Adjusted taxes on income decreased to $35 million in the fourth quarter and to $39 million in the full year, compared to $71 million and $133 million in the corresponding periods last year.

The Company recorded tax expenses mainly due to losses incurred by subsidiaries for which no deferred tax asset was created. On the other hand, the subsidiaries that generated profit have a higher tax rate.

The tax expenses in the full year of 2025 were lower compared to the full year of 2024 due to (1) lower losses (improved profit allocation) in subsidiaries that did not create deferred tax assets; (2) tax income raised by the accounting method of calculation of tax assets related to unrealized profits; and (3) foreign exchange impact of the stronger BRL in 2025 compared with tax expenses due to the weakness of the BRL in the full year of 2024.

Reported net loss declined to $88 million in the fourth quarter and to $147 million in the full year, compared to $149 million and $407 million in the corresponding periods last year.

After reflecting the impact of the above-mentioned extraordinary and non-operational charges, adjusted net loss in the fourth quarter decreased to $1 million from $58 million last year, and adjusted net income in the full year turned positive to $28 million compared to a loss of $206 million last year.

Trade working capital as of December 31, 2025, was $2,003 million compared to $2,111 million as of December 31, 2024. The decrease in working capital was due to both lower receivables which reflected intensive collections, and higher payables as a result of improved payable terms and increase in procurement. Inventory levels increased to $1,652 million by end of 2025, compared to $1,553 million by end of 2024, as the Company procured more in preparation to capture momentum as the market recovers and to secure business continuity during merging of entities in Israel as part of the Fight Forward plan.

Cash Flow: Operating cash flow of $237 million was generated in the fourth quarter and $567 million generated in the full year, compared to $126 million and $528 million in the corresponding periods last year. The higher operating cash flow generated in both the fourth quarter and the full year was mainly due to improvement in collections, which offset higher outflow reflecting increased procurement payments.

Net cash used in investing activities was $38 million in the fourth quarter and $169 million in the full year, compared to $40 million and $162 million in the corresponding periods last year.
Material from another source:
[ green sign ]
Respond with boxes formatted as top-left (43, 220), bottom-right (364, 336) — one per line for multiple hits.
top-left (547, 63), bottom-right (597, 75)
In the full year, the Company strengthened execution of its strategic decision to prioritize the most critical investments in infrastructure, portfolio and innovation while optimizing existing assets to enable new growth projects. The decline in cash used in investing activities was more than offset by the payment for earn-out of AgriNova, a controlled subsidiary in Q2 2025 while in Q3 2024 the Company received proceeds from the sale of a real estate asset.

Free cash flow of $156 million was generated in the fourth quarter and $269 million in the full year, compared to $38 million and $217 million generated in the corresponding periods last year, reflecting the aforementioned operating and investing cash flow dynamics.